The dark art of corporate sales agreements between companies and the airlines they buy air travel from is taking on a new twist at Delta Air Lines. Delta has begun to taut its operational reliability as a key figure in corporate sales. Further, the airline is putting its money where its mouth is. According to Business Travel News,
“Delta has introduced the Operational Performance Commitment, which is available to all customers with corporate sales agreements, Delta vice president of global sales Bob Somers said. The agreement, a separate document from corporate sales agreements, offers compensation to accounts if Delta’s controllable on-time and cancellation performance, on an annual basis, as measured by the U.S. Department of Transportation, falls below both United Airlines’ and American Airlines’ performances.”

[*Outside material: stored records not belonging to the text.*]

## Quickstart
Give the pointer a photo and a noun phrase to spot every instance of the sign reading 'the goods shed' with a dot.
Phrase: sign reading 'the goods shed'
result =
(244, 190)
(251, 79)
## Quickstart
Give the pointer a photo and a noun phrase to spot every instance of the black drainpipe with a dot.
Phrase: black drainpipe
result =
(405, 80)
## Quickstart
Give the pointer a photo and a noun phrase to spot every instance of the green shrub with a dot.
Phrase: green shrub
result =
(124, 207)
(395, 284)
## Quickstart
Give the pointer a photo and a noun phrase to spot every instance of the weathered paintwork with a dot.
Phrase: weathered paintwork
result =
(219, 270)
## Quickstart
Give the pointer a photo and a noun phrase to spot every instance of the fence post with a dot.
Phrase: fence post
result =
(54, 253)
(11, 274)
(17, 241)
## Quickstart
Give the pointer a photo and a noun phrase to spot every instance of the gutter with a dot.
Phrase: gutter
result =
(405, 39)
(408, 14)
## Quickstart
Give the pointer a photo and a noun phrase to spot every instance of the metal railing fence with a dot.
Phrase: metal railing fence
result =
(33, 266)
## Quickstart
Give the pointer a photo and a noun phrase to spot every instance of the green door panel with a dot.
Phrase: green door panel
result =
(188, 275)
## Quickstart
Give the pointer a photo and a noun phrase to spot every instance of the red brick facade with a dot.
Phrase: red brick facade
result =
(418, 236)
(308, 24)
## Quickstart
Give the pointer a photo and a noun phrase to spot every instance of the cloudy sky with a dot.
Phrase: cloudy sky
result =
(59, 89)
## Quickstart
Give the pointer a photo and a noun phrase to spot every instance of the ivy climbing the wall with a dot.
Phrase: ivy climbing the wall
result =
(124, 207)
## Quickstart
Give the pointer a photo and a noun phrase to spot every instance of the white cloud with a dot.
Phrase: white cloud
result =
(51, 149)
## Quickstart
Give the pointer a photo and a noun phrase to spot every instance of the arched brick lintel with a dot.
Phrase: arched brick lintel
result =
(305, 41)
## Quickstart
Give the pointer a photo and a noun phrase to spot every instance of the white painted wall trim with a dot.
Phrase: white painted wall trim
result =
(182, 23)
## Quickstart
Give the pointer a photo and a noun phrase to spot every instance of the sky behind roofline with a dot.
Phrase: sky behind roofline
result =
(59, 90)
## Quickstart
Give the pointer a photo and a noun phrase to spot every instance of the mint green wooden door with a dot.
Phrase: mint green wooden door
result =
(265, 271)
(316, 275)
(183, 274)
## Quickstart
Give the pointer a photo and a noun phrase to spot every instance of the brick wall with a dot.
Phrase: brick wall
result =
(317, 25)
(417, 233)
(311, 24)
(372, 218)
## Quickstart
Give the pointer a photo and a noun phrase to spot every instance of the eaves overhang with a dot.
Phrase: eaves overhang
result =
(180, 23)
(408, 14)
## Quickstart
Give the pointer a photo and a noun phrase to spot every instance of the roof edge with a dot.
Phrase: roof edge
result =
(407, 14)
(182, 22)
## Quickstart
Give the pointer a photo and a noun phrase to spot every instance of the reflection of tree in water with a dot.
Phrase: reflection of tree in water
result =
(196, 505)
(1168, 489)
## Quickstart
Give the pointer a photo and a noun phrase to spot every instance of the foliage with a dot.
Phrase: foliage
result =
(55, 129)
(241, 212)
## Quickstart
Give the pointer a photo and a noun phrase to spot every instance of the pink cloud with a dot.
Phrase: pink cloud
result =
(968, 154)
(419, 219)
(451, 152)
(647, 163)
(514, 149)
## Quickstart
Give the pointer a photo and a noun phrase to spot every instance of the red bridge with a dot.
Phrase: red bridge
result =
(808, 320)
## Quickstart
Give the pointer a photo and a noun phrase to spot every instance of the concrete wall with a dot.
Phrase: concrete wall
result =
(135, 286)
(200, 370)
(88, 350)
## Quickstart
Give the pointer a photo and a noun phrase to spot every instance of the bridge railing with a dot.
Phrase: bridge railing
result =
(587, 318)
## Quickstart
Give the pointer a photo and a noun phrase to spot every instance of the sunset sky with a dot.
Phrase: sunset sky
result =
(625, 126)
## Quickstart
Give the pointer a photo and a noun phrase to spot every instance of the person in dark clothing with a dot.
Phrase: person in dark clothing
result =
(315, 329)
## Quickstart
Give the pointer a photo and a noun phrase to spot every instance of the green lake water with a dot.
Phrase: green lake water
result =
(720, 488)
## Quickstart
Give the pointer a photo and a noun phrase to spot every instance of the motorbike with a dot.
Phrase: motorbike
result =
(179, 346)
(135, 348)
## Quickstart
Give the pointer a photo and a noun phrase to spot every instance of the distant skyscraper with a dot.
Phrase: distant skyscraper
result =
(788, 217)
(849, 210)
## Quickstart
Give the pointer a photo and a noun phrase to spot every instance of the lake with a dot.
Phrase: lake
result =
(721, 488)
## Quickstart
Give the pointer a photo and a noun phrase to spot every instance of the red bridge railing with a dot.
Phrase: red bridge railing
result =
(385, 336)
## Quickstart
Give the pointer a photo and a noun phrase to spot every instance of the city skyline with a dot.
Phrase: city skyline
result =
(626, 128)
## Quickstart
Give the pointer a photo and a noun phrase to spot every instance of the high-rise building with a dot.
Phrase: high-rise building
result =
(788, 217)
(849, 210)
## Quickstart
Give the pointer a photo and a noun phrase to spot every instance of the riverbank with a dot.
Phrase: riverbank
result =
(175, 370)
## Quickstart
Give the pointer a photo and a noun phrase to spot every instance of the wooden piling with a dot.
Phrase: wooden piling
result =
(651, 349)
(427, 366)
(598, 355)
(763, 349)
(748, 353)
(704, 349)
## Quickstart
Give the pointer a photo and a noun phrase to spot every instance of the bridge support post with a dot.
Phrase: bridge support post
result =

In short, the airline is so confident in its reliability that it will pay its contracted corporate customers a penalty if its performance falls below that of both American and United. I’m having a hard time seeing Delta writing any checks based on this in the near term. It’s been a minute since I’ve looked at a corporate air travel contract, but they typically contain commitments to allocate a certain percentage of business to the airline. True to form, the article points out that customers must be meeting 95% of their contracted commitment to be eligible for payment.
An interesting development. Delta has become well-known for reliable operations compared to the other big global airlines. On the other hand, notably missing from this commitment – Delta’s “partner” Alaska Airlines. In the end, I think this is a pretty smart move by Delta in the corporate travel market. In the near term, I doubt they fall below the operational performance of both American and United. One could speculate that the 95% contracted commitment requirement to be eligible for payment might serve as a bit of a carrot for corporate travel departments to encourage traveler compliance with contracts too.